Charter subscribers to environmentally minded Garbage magazine received a special gift — a lapel pin shaped like a little garbage can. Unfortunately, the pins were packed in nonbiodegradable plastic bubble wrap. Readers also have chastised Garbage for accepting ads from General Electric, which readers feel has a controversial environmental record.
Rules of Subtraction
Literary brat-packer Bret Easton Ellis has just finished his third novel — tentatively titled American Psycho — which Simon & Schuster will publish early in 1991. ”It’s about a young businessman who works at Shearson and is also a serial murderer,” Ellis says. Like his previous books, Less Than Zero and The Rules of Attraction, Psycho is a chronicle of excesses. But Ellis insists his new characters, mostly young crash-era Wall Streeters, have more in their heads than high finance and high times: ”It is not so much about losing their jobs as about losing their minds.”
King of Hearts
Stephen King, in a recent speech in Portland, Ore.: ”People want to know why I do this, why I write such gross stuff. I like to tell them I have the heart of a small boy — and I keep it in a jar on my desk.”
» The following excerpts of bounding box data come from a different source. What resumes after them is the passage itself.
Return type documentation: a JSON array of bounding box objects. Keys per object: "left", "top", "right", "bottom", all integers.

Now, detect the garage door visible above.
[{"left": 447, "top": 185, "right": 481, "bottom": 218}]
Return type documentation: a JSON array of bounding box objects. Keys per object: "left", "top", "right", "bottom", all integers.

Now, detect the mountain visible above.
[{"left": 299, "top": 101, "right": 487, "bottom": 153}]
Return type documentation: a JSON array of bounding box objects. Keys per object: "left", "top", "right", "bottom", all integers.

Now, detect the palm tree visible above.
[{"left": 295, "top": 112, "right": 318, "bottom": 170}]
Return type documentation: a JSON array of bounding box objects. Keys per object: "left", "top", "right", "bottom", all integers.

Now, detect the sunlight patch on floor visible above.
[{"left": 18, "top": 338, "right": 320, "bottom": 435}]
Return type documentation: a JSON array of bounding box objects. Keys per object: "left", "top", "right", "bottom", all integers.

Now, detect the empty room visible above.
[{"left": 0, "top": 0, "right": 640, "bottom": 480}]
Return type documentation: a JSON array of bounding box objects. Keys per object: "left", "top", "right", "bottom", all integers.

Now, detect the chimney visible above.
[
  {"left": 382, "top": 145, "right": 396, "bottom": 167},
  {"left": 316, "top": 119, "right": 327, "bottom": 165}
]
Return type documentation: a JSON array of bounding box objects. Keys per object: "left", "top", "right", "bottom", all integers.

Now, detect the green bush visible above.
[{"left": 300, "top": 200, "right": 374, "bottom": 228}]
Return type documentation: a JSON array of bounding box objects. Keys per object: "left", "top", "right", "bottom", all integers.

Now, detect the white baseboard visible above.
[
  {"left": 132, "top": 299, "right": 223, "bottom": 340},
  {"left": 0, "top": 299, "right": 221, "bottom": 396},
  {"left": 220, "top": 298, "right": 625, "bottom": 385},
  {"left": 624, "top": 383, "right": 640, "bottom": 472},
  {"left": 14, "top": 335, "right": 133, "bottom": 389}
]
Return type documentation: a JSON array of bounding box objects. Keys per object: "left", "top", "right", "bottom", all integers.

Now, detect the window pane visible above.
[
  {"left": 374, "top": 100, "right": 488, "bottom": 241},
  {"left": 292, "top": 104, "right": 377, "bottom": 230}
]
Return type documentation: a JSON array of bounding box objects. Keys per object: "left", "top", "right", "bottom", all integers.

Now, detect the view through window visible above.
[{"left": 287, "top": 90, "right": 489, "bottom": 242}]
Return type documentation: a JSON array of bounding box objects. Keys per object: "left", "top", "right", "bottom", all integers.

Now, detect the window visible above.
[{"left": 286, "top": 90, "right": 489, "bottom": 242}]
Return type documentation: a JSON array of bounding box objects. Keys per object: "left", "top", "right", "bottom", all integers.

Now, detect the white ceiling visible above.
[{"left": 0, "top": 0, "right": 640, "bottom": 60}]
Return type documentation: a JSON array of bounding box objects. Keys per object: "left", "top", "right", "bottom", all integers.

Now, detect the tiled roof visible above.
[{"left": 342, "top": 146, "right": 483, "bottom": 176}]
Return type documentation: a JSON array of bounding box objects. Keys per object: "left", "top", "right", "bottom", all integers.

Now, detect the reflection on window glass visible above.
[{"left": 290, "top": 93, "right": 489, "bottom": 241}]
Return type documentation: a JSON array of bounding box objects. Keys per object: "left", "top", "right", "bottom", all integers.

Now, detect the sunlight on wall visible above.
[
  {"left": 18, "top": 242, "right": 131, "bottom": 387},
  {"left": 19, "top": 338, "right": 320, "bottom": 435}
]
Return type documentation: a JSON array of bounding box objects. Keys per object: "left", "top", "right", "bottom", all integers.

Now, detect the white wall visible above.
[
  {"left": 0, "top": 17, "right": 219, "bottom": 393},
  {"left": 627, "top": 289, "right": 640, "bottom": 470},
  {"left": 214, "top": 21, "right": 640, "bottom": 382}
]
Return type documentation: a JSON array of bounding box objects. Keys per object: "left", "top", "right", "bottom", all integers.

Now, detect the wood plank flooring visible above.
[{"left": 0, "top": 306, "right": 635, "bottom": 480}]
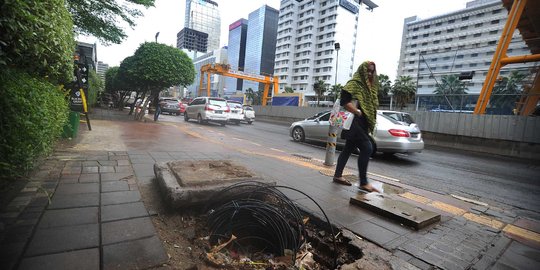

Ten years ago, when author Barbara Goldsmith was working on Little Gloria… Happy at Last, she discovered that much of her research material, printed on the acid paper in use since 1850, was disintegrating. So Goldsmith began a drive to use acid-free, or alkaline, paper. Backed by writers’ and publishers’ organizations, she persuaded a number of major publishing houses to switch to alkaline paper. And she got Congress involved. The Senate has passed a bill requiring all important government documents to be printed on alkaline paper, and Goldsmith hopes it will pass in the House before the end of the year. But she doesn’t want to stop there. ”I’d like to see every paper mill stop using destructive additives so our cultural heritage will be around in 500 years instead of evaporating in three decades.”